Sans pudeur ni honte les 'pom-pom juifs' d'Obama

17 Février 2015 , Rédigé par mordeh'ai

Par Isi Leibler

http://wordfromjerusalem.com/obamas-shameless-jewish-cheerleaders/

Adapté par Mordeh'aÏ pour malaassot.com

 

  • Obama Chanukah Party

 

Alors que le Président américain Barack Obama poursuit résolument sa politique d'apaisement, qui peut permettre à l'État terroriste le plus dangereux du monde, de devenir une puissance du seuil nucléaire, il existe des Israéliens et des Juifs américains qui ont lancé une campagne contre le premier ministre Benjamin Netanyahu. La campagne en faveur du maintien du bipartisme envers Israël, qui est en réalité une atteinte à la forte opposition du Congrès jusqu'ici bipartite à la catastrophique politique américaine envers l'Iran.

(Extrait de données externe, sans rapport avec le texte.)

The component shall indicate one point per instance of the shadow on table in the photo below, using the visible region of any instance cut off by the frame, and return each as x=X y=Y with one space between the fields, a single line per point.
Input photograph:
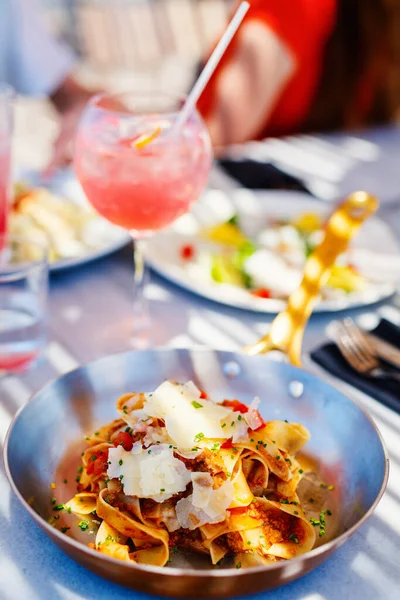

Des Groupes de l'opposition israélienne et les médias anti-Netanyahu concentrent maintenant leurs efforts à jeter le discrédit et en appelant le Premier ministre à annuler son allocution devant la session conjointe du Congrès prévu pour le 3 mars.

Ne tenant pas compte de la gravité des négociations avec l'Iran — la raison sous-jacente de l'invitation — ils accusent Benyamin Nétanyahou de détruire la relation américano-israélienne en omettant d'obtenir l'approbation préalable de Obama à s'adresser au congrès (ce qui n'aurait jamais eu lieu). La Maison Blanche a même faussement prétendu que Netanyahou a accepté l'invitation avant ne soit au courant de celle-ci.

Leader travailliste Isaac Herzog, a fait une entorse irresponsable à la bienséance traditionnelle en participant à une conférence sur la sécurité à Munich, en calomniant le Premier ministre, appelant " Bibi à agir en patriote... et d'annuler son discours... qui est né dans le péché... et ne pas sacrifier la sécurité d'Israël pour des élections." Le calendrier de ses commentaires ont été encore plus honteux car ce même jour et dans la même ville, le Secrétaire d'État John Kerry rencontrait le ministre iranien Mohammed Zarif.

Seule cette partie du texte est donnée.